Apple Logic’s ES2 synth has hidden depths – revealed, if you read up about it 

6) Abstract sounds.

To create unusual abstract sounds, you really need versatile forms of modulation.

To be specific, the abstract swirling sounds of Tim Blake and Jean-Michel Jarre require two LFOs with variable depth and speed, directed to control an oscillating filter or a sine wave oscillator. Both of those musicians did the trick using the joystick on an EMS Synthi, but anyone can do it now with a few Eurorack modules.

The lesson is that if you want to create some crazy sounds, some synths with only one oscillator and one low frequency oscillator (often without a random setting) will just not take you far enough. 

7) Study the classics.

Various synth sounds have captured the public imagination over the years. Make sure you know how to create and modify the sounds from “Popcorn” (short decay Moog synth), “Lucky Man” (high degree of portamento), “Spiral” (filtered sequencer), “Arabesque No. 1” (human whistle), “The Journey” (sawtooth glide lead synth), “Oxygene Pt. 2” (irregular length step sequence), “On The Run” (filtered sequencer), “Autobahn” or “Just An Illusion” (hand-played synth bass), “Song Within A Song” (different shape modulation within the same solo), “Acid Tracks” (Roland Bassline patterns), “Karn Evil 9” (random sample & hold filter), “The Black Hit Of Space” (fuzzed synths replacing fuzz guitar)…

And if you don’t know the artists for all those tracks, shame on you. 

8) Get playing technique.

If you are into making some imitative sounds, there’s more to it than programming. Sounds don’t become convincing unless they’re played in a style reminiscent of the actual instrument (and ideally played within the real range of that instrument, not lower or higher). So listen to some solos on saxophone, guitar, pipes or other instruments to see how expression is added to the basic note.

Jan Hammer distorted his MiniMoog and Oberheim SEM combination through a guitar amp, but it’s his approach to pitch bending (particularly using keytars) that really made his guitar imitations convincing (particularly on “Miami Vice” and on albums with Neal Schon or Jeff Beck).

If you’re playing a pipe or whistle sound, don’t add the obvious sine wave vibrato, it’s not typical of the real instrument. You need square wave modulation taking you rapidly up and down to the “next finger hole.”

9) Control your mix.

Once you’ve programmed the sound you want, take care how it’s placed in your mix. As Rick Wakeman once commented to me, even on high pitched orchestral instruments like an oboe, there can be a (largely inaudible) bass element.

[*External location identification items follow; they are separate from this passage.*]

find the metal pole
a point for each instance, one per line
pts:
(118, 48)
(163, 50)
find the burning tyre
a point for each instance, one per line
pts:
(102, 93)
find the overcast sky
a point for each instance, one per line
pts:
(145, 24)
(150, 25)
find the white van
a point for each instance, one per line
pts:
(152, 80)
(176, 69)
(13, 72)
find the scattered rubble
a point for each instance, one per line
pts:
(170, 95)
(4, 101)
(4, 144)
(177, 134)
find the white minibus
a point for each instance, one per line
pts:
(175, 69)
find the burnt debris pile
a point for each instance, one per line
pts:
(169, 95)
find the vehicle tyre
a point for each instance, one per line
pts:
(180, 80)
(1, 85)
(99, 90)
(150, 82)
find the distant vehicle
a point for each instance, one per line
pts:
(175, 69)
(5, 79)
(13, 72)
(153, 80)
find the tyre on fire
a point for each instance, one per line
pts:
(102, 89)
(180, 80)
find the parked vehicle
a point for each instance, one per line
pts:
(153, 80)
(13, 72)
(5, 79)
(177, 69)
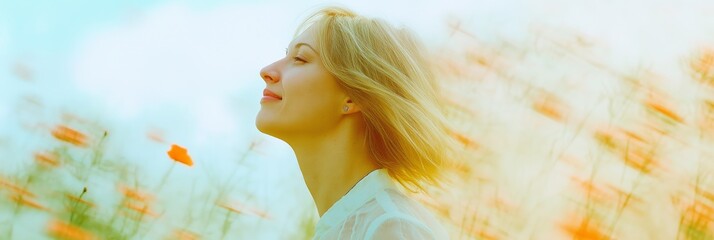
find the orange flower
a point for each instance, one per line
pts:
(465, 140)
(134, 194)
(79, 200)
(27, 201)
(179, 154)
(47, 159)
(63, 230)
(70, 135)
(142, 210)
(156, 135)
(583, 228)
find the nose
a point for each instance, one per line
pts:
(270, 74)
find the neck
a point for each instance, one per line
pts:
(333, 162)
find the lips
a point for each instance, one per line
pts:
(268, 93)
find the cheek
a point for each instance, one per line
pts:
(311, 102)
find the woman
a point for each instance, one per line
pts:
(355, 100)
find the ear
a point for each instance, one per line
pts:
(349, 107)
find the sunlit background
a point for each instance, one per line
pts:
(135, 119)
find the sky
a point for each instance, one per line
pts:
(190, 68)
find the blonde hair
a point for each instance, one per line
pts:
(383, 70)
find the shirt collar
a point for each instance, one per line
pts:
(365, 190)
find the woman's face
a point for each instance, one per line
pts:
(309, 98)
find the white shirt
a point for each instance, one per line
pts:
(375, 208)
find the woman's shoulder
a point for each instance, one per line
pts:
(402, 217)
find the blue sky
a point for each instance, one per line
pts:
(190, 68)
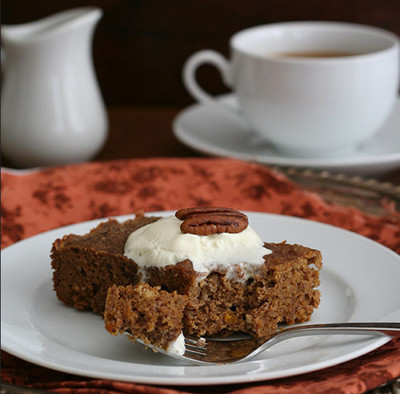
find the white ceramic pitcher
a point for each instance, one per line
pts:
(52, 111)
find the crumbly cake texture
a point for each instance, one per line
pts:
(145, 312)
(283, 289)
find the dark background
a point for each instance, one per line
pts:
(140, 45)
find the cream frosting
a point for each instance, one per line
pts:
(162, 243)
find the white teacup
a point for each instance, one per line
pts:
(310, 88)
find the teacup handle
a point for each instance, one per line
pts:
(189, 79)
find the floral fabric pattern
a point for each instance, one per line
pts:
(44, 199)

Rolling that off can clear up huge amounts of headroom in the total volume of your piece.

And of course think about what frequency spectrum your sound is occupying – programming several instruments all to play in the same frequency zone as a human voice could be counter-productive.

10) Open yourself up to extreme possibilities, Dana.

If all else fails in your programming quest, try something completely new.

Brian Eno often composed and performed using randomly chosen “Oblique Strategies” cards with instructions like “Only one element of each kind” or “Honour the error as a hidden intention.”

More recently, synthesizers like the Korg Wavestate have been marketed with complete or partial randomization functions. It’s no effort to push these buttons a few times until an interesting starting point comes up, maybe one you wouldn’t normally have considered.

11) Patch things up.

If you’re using any modular or semi-modular gear, don’t be afraid to make non-obvious patch connections and instrument interconnections.

You’re unlikely to do any damage, and obscure options like random sequence controlled pulse width modulation are sure to bring something unique to your sound.